When the Federal Reserve meets on March 21, many are speculating that there will be a rate hike. In addition, many indicators are pointing to the US finally entering a rising rate environment after years of record low rates. In light of this, it’s timely to provide Prosper’s investors with an update on our approach for portfolio pricing in a rising rate environment.
As a marketplace, Prosper is focused on building value for both sides of its lending platform –borrowers who are looking for access to affordable credit, as well as individual and institutional investors who want access to the consumer credit asset class.
Our goal with rate-setting is to provide a fair price for borrowers and a reasonable return for investors. This means the borrower rates offered in our marketplace must react to rate changes in the economy at large. For the bulk of our borrowers, the majority of their outstanding variable rate obligations are linked to the Prime Rate. For many investors the 2-year swap rate is an important input into their expected return calculations.

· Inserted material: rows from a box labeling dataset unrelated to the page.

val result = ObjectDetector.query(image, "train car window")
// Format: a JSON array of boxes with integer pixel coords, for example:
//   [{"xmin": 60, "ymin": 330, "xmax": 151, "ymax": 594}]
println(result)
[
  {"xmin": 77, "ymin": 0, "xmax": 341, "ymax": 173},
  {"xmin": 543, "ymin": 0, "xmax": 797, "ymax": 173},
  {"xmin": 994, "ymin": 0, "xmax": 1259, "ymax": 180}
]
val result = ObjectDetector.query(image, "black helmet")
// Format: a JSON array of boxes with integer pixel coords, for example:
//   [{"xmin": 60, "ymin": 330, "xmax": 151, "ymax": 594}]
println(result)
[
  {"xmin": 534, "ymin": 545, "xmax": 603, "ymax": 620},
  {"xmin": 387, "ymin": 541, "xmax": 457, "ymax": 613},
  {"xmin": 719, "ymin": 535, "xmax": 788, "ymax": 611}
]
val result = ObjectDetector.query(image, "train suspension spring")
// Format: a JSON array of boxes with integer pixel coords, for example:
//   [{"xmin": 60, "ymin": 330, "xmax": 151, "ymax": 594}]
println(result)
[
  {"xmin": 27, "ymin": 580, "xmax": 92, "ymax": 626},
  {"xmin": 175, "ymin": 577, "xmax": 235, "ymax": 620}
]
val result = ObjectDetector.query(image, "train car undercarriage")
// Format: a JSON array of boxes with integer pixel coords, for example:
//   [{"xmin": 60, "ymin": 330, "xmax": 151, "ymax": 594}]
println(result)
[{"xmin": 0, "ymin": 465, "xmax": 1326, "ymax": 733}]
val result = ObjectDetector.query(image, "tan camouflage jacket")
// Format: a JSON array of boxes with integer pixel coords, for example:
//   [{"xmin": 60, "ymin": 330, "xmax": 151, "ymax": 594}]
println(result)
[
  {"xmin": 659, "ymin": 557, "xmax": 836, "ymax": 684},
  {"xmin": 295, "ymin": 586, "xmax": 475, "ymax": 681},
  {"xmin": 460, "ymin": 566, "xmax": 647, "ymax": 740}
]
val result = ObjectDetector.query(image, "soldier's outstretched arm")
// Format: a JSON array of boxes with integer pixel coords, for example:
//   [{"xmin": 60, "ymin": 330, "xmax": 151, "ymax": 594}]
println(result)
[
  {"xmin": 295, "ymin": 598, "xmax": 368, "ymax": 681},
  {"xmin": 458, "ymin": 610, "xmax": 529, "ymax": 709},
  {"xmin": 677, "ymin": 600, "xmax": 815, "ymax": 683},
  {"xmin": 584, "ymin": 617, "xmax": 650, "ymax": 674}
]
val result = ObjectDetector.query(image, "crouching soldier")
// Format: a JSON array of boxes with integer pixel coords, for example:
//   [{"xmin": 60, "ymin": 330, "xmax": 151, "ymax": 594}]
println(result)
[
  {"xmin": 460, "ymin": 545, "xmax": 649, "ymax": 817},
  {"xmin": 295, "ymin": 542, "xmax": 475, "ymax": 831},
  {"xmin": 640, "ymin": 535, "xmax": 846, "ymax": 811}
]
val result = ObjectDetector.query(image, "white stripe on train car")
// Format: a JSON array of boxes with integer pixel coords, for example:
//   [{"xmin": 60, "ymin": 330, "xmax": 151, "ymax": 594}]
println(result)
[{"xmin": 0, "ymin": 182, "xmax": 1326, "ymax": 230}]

Prosper will be closely watching for increases in these two key benchmark rates. In order to balance the borrower and investor sides of our marketplace, we are anticipating increases to our portfolio’s borrower rates throughout the year if these rates continue to rise.
In general, we expect the timing of price increases to coincide with moves in the Prime Rate and Fed Funds Rate; however, our top priority is fair prices for our borrowers and solid returns for our investors. We will make policy changes as needed to ensure an appropriate balance.